Voilà j'espère que ça va vous aider.

Bonne soirée


----------



## Anonyme (1 Juin 2009)

Quelles seront les futures utilisations de ces cartes ? Pour l'instant je n'ai jamais eu besoin d'utiliser mon pin.
J'ai lu pour la TVA mais le reste ?

Merci de vos réponses.


----------



## Arlequin (3 Juin 2009)

J'ai l'omnikey 3021, fonctionne très bien sur Léopard



C0rentin a dit:


> Quelles seront les futures utilisations de ces cartes ? Pour l'instant je n'ai jamais eu besoin d'utiliser mon pin.
> J'ai lu pour la TVA mais le reste ?
> 
> Merci de vos réponses.



déclaration d'impôt
dépot d'une plainte (police)
...



Pascal 77 a dit:


> Étant donné que la déclaration figurant dans le rectangle gris de l'image ci dessus est tout ce qu'il y a de plus hypocrite, le seul moyen d'en sortir est d'adresser des protestations aux fabricants.
> 
> En effet, pour approcher de la réalité des choses, il faut traduire "_nos lecteurs de cartes ne sont pas compatibles avec Mac OS X 10.5 Leopard_" par "_on n'a pas envie de s'emmerder à écrire un pilote pour Mac_" &#8230; donc !

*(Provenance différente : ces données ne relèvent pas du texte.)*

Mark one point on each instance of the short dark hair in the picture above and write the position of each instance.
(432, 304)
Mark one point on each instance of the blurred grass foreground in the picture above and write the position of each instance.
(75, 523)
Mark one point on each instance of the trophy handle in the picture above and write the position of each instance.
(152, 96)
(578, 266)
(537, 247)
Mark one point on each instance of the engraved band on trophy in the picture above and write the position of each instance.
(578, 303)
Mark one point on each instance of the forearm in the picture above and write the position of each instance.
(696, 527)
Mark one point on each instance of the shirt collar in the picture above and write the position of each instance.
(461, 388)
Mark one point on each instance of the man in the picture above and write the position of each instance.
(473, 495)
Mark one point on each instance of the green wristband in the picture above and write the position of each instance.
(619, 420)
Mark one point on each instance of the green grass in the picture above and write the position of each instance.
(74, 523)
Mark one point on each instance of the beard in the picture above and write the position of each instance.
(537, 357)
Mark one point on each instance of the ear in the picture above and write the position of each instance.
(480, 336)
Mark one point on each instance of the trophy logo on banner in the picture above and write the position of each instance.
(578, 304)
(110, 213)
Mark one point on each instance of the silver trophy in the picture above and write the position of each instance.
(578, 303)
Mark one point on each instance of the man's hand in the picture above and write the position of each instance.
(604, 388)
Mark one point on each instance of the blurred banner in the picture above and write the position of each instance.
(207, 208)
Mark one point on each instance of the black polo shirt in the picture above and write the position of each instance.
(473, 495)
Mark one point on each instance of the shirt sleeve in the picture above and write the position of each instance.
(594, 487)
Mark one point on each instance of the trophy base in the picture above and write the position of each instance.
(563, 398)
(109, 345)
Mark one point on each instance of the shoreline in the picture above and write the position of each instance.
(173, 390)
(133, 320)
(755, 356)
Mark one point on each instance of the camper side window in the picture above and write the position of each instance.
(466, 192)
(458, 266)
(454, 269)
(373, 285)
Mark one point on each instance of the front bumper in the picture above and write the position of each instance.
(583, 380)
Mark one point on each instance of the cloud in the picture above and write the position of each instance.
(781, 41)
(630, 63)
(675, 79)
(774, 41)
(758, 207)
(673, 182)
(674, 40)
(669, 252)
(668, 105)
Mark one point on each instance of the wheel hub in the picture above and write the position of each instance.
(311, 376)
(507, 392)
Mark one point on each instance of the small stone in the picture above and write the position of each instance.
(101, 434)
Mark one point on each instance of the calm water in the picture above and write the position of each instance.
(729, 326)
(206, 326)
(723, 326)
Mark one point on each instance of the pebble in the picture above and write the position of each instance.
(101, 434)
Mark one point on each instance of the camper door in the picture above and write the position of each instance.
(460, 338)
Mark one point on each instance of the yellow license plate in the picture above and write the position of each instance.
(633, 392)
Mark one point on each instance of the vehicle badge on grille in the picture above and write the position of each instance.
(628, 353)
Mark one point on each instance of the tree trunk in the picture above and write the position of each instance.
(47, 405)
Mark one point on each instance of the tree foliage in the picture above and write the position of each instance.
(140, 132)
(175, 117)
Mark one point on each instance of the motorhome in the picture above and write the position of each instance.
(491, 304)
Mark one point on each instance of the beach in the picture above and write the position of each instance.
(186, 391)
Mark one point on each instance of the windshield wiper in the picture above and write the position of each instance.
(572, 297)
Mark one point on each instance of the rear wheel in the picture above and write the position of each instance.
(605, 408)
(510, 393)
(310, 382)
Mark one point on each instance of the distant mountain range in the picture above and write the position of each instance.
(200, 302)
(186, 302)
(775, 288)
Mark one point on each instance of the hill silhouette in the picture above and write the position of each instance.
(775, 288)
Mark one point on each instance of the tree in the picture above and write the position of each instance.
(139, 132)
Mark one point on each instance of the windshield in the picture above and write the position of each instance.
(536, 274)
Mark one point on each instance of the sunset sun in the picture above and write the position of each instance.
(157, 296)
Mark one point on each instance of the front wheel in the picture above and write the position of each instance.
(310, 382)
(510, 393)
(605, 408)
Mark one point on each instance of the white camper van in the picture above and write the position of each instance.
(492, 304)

le pilote est désormais disponible (lien de téléchargement direct)


----------



## Anonyme (3 Juin 2009)

Arlequin a dit:


> déclaration d'impôt
> dépot d'une plainte (police)
> ...



Merci pour les renseignements Arlequin .


----------



## Arlequin (4 Juin 2009)

C0rentin a dit:


> Merci pour les renseignements Arlequin .




et hop, merci gloup gloup


----------



## Anonyme (4 Juin 2009)

Je sais qu'il y a plein de services possibles, il faudrait trouver un site qui les recense. 

Perso j'ai fait ma déclaration d'impôts, c'est nickel. J'ai pas encore trouvé comment la faire autrement qu'avec Firefox mais ça marche. 

*Attention*, ce n'est pas comme une carte de banque : à la moindre erreur au moment de la frappe du code pin, vous êtes bons pour retourner à l'administration communale pour réinitialiser le code.


----------



## Anonyme (5 Juin 2009)

Et aux élections ils vont faire jouer la carte et le code pin ?


----------



## Anonyme (5 Juin 2009)

Non ils se contentent de vérifier visuellement.


----------



## Trognon (8 Juillet 2009)

Bonjour à tous,

J'ai acheté un lecteur de carte d'identité dont le driver fonctionne parfaitement.
En revanche, le programme INTERVAT pour déclarer la TVA me dit qu'il n'est pas compatible avec Safari et
- d'utiliser Firefox 1.5
- ou Explorer

Bon j'ai essayé avec Firefox 3, inutile de préciser que ça ne marche pas 
Quant à Explorer pour mac je l'ai pas ni Firefox 1.5... Quelqu'un s'en est sorti sur un mac???

Je sais chuis pas vraiment doué:rose:


----------



## Anonyme (8 Juillet 2009)

bonjour, 

je suis dans la même situation que toi; lorsque j'ai branché le lecteur, j'ai vu ma photo sur l'écran (donc il marche bien), puis impossible à utiliser. je suis sous Safari 4, je n'ai pas encore pris le temps d'essayer avec un autre navigateur.
Firefox est à télécharger gratuitement; il y en a bcp d'autres; explorer pour mac, je sais pas ...


----------



## Arlequin (8 Juillet 2009)

Salut Trognon et jm

chez moi cela fonctionne eeeeennnfffiiiiinnnnn ! 

FF 3,5 ! 

D'abord lancer l'appli eidviewer, jusqu'à ce que vous ayez en visuel votre CI complète (en cliquant sur l'icone de lecteur de carte dans la barre des tâches puis options, ensuite "rafraichir", là apparaît la CI en entier) 

Ensuite seulement lancer firefox

Je viens de tester ! si FF est lancé AVANT eidviewer, ça ne marche PAS ! 

Et bien suivre la manuel d'installation pour FF, il faut impérativement bidouiller dans les paramètres de sécurité de firefox et installer correctement les certificats ! 

Je ne vous cache pas que j'ai ramé, mais là ça roule tout seul depuis +/- 2 mois

à noter que j'utilise la déclaration par fichier XML (crée par mon soft de compta), pour le reste, je n'ai jamais essayé

voilou

à+


----------



## Anonyme (8 Juillet 2009)

grand merci pour l'info; je vais essayer !


----------